At the end of the day, these IT firms have been making good profits. How many of them have made losses, blamed the infrastructure and left Bangalore? The MNCs, which have shifted from abroad to Bangalore and saved themselves from extinction, must be the ones to feel most obliged to Bangalore and its citizens.

The modern professionals, whose famed soft skills are as good as their hard skills, should be the last ones to give up on the politicians of Bangalore. Luckily or unluckily, in a democracy it's finally the politician who calls the shots. Sadly corporators, the mayor and legislators (who wield actual power) are the least qualified to lead this city. This is where the manager gurus and entrepreneurs need to think of out-of-box solutions, not just to improve the city, but first to the shake the politician out of his slumber and drive some good sense into him.

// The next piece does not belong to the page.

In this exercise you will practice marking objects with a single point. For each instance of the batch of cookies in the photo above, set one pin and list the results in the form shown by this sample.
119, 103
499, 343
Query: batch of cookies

Biocon CMD chief Kiran Mazumdar-Shaw said a few days back that the way we elect our mayor is a joke and suggested that we should have someone like Narayan Murthy as mayor. This is at best a dream. What she and he can definitely do is to work like a mayor for the city and shame the mayor into action.

Now that it is almost certain that will go ahead with all the glitter, there is one thing IT czars can do and should do.

Don't let the government off the hook. Let all the promises be not forgotten. The government doesn't have in it to assess itself and make necessary course correction to achieve the intended objective. The famed IT firms will have to do it: offer the idea-starved, leadership-lacking government agencies the expertise.

The two have sat down and drawn up many short-term, medium-term and long-term objectives for improving the city. Left to the government, they will just be forgotten. Bob Hoekstras, R K Mishras, Som Mittals etc should covertly or overtly prod the government into acting on these proposals, reminding the government on the deadlines, so that the desired results are achieved. When the city begins to breathe more comfortably, the politicians will realise that the IT czars were not wrong after all.


  1. Verbal promises must be followed up. To show how serious they are, promises must come with deadlines and action plans if the deadlines are missed. We seem to concede very easily.